Be a weather watcher
Check the weather in advance and continually monitor using available mobile APPS. Storms, lightning, changing tides, currents, winds and other inclement weather conditions can endanger the safety of boaters.
Should you be on a boat when mother nature unleashes her fury, find shelter as soon as possible.
Make sure the captain has clearly communicated safety information and ground rules with all passengers. For example, this should include instructing everyone to remain seated at all times while the boat is underway, instruction regarding life jacket usage and throw cushion access, appointing observers to help watch for oncoming boat traffic or to monitor watersports activities.
Comply with your boat’s capacity
Every boat includes a designated maximum capacity rating. Consider not only the weight of passengers but also gear, coolers, water toys and other carry-ons.
Be careful, pay attention
The designated driver needs to be vigilant and to take responsibility for the safety of those on his vessel. Continually “sweep” the horizon and carefully watch and anticipate boating activity.
Choose destinations wisely
If you’re new to boating with limited experience, don’t choose the busiest boating day of the year to travel to the most populated hotspot for boaters in the area.
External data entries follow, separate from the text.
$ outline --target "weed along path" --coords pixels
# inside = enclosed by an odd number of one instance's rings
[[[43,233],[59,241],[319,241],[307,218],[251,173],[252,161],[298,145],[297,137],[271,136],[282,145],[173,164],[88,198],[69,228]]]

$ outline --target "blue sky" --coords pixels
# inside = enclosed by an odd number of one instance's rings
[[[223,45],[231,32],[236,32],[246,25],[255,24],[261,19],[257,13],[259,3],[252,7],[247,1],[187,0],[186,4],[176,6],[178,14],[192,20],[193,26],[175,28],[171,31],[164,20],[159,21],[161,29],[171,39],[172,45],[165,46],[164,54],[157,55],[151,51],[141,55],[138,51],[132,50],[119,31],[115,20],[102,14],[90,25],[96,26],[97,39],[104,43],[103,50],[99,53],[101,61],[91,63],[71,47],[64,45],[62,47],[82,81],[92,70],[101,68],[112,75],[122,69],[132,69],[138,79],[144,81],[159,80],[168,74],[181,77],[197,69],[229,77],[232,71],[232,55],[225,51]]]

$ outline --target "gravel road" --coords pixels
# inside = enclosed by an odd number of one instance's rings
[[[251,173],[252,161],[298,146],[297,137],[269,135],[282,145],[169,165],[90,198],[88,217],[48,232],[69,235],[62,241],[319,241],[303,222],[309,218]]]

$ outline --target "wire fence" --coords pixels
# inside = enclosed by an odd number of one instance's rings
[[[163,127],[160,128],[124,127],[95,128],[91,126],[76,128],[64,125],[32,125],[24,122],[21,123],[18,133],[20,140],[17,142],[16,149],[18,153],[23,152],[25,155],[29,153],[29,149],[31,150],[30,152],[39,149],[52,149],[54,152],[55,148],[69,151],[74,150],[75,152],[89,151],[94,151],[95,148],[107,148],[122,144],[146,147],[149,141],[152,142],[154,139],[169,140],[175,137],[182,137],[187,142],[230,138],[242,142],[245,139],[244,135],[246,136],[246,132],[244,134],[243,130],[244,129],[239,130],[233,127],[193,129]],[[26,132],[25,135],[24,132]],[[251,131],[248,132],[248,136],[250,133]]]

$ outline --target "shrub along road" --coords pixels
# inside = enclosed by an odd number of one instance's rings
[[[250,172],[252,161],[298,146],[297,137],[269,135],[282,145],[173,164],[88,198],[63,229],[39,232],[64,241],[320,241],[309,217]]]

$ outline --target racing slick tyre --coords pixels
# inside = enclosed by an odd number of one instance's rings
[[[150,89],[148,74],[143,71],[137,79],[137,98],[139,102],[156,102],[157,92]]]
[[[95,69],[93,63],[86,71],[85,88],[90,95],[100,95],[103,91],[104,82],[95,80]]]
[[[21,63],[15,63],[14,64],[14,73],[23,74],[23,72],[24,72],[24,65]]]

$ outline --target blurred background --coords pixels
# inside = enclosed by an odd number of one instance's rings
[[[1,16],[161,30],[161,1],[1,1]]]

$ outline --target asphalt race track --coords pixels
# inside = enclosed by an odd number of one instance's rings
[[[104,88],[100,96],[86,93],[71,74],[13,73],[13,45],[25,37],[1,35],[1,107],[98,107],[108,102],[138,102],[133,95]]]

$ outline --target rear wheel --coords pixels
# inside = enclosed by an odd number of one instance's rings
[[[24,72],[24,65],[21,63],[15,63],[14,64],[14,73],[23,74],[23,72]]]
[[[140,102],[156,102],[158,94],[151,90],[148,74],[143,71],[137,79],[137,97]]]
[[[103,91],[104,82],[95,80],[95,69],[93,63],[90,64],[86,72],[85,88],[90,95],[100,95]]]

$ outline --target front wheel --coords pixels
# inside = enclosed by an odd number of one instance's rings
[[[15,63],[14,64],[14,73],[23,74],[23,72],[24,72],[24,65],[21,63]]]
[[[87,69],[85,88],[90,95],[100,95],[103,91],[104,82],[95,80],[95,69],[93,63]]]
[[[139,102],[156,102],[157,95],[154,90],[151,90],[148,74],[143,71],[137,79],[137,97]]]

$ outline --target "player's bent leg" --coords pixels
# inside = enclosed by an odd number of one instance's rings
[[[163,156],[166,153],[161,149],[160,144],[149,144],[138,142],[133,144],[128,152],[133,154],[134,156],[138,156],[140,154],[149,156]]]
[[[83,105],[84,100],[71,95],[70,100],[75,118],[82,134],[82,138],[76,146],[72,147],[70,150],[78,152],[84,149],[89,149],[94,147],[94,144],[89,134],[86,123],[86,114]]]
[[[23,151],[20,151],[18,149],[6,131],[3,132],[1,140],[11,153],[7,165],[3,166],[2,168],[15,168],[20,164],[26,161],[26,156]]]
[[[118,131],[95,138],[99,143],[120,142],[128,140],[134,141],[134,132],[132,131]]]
The ability to safely navigate, drop and set anchors and lines in confined spaces is exacerbated in close quarters.
Follow posted speed limits and no wake zones
Be aware of established speed limits and no wake zones; respond accordingly.
Nighttime boating activity
Holidays often feature fun events such as firework shows and raft ups. While this can be a blast, there is additional danger associated with boating after sunset when visibility is restricted.
Slow down and use extra precautions. Make sure all your navigation and running lights are operational. Avoid drinking alcohol which can further impair your senses and visibility. Be extremely vigilant to watch for inexperienced boaters or those who may be operating under the influence.